Senkromeç`te yaşadığı onlarca sorunu CMS`de göremeyen işçiler onca sıkıntıdan sonra CMS`de işe başlamayı ve Türk Metal ile özdeşleştirmeye çalışmaları tamamen Birleşik Metal-İş`in kimliğinden ve uygulamalarından olmuştur.
Burada kritik bir başka nokta da Senkromeç`ten çıkartılıp CMS`de işe başlayan işçilerin durumudur. Her yönü ile her geçen gün birbirine daha çok benzeyen bu iki sendika Türk Metal ve Birleşik Metal-İş arasında bir fark olmadığını kavramaları gerekmektedir. Çünkü Türk Metal`de CMS de aynı yol ve yöntemlerle onlarca işçinin ekmeği ve hakkıyla oynamıştır. 2015 Metal Fırtına’dan sonra Türk Metal-CMS iş birliği ile işten atılan onlarca işçi kardeşimizin yaşadıkları ile kendi yaşadıkları aynıdır.

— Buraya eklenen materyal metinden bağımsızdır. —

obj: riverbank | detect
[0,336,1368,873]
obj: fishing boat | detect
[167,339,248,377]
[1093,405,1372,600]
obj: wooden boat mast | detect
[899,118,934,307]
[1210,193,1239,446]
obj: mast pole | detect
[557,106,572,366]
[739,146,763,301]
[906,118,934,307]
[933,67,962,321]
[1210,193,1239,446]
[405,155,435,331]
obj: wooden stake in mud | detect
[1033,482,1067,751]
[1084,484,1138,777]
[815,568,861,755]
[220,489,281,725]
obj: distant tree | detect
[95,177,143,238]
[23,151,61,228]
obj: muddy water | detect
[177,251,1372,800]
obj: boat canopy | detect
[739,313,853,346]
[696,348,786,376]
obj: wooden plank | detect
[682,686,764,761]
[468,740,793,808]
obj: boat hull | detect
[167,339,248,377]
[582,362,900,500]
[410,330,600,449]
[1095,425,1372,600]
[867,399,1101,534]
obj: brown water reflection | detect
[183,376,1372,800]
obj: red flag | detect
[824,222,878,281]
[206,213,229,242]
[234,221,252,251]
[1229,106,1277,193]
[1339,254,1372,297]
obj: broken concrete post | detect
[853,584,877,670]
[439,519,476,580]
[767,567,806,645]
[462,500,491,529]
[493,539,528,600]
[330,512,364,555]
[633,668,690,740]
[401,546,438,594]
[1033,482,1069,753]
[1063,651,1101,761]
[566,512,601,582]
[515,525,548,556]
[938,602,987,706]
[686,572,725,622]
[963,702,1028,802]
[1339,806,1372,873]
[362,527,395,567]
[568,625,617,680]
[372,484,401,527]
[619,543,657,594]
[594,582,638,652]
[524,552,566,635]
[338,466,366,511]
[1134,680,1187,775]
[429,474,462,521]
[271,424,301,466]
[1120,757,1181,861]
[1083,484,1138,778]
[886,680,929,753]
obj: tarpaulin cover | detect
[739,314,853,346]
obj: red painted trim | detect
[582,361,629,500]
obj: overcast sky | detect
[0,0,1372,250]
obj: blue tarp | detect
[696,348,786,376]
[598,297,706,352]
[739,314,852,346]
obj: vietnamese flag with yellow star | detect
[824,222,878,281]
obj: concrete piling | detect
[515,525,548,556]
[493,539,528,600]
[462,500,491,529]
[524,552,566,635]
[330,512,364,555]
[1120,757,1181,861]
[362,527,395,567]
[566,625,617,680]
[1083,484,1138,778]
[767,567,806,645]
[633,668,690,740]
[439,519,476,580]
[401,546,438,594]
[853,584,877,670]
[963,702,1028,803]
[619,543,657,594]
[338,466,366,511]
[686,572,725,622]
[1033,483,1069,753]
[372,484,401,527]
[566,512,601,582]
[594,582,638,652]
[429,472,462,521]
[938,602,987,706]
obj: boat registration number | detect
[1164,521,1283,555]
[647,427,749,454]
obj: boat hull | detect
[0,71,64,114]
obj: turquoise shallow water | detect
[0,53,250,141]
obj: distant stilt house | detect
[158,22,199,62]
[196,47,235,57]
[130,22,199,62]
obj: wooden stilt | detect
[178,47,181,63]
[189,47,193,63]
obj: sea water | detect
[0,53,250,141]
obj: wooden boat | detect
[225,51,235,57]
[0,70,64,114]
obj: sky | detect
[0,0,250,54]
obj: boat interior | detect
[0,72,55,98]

CMS`de işe başlamış Senkromeç işçileri ve CMS`nin 2015’i yaşamış işçileri “sendika nasıl olmamalı” konusunda acı da olsa büyük bir deneyime sahiptir. Bu deneyimlerin ışığında hareket edip tabandan birliğimizi kurduğumuz zaman önümüzde barikata dönüşmüş ihanetçi-çeteci sendikal anlayışlar yıkılacaktır. Çünkü her iki sendika da artık metal işçisinin öz örgütü olmanın çok ötesinde bir rant alanına dönüşmüştür. Burada Çelik-İş Sendikası’nın sözünü açmıyoruz bile.
Metal işçileri er yada geç komitelere dayanan, işçinin kendi iradesi olan söz, yetki, karar hakkını kullandığı gerçek sınıf sendikası ile buluşacaktır.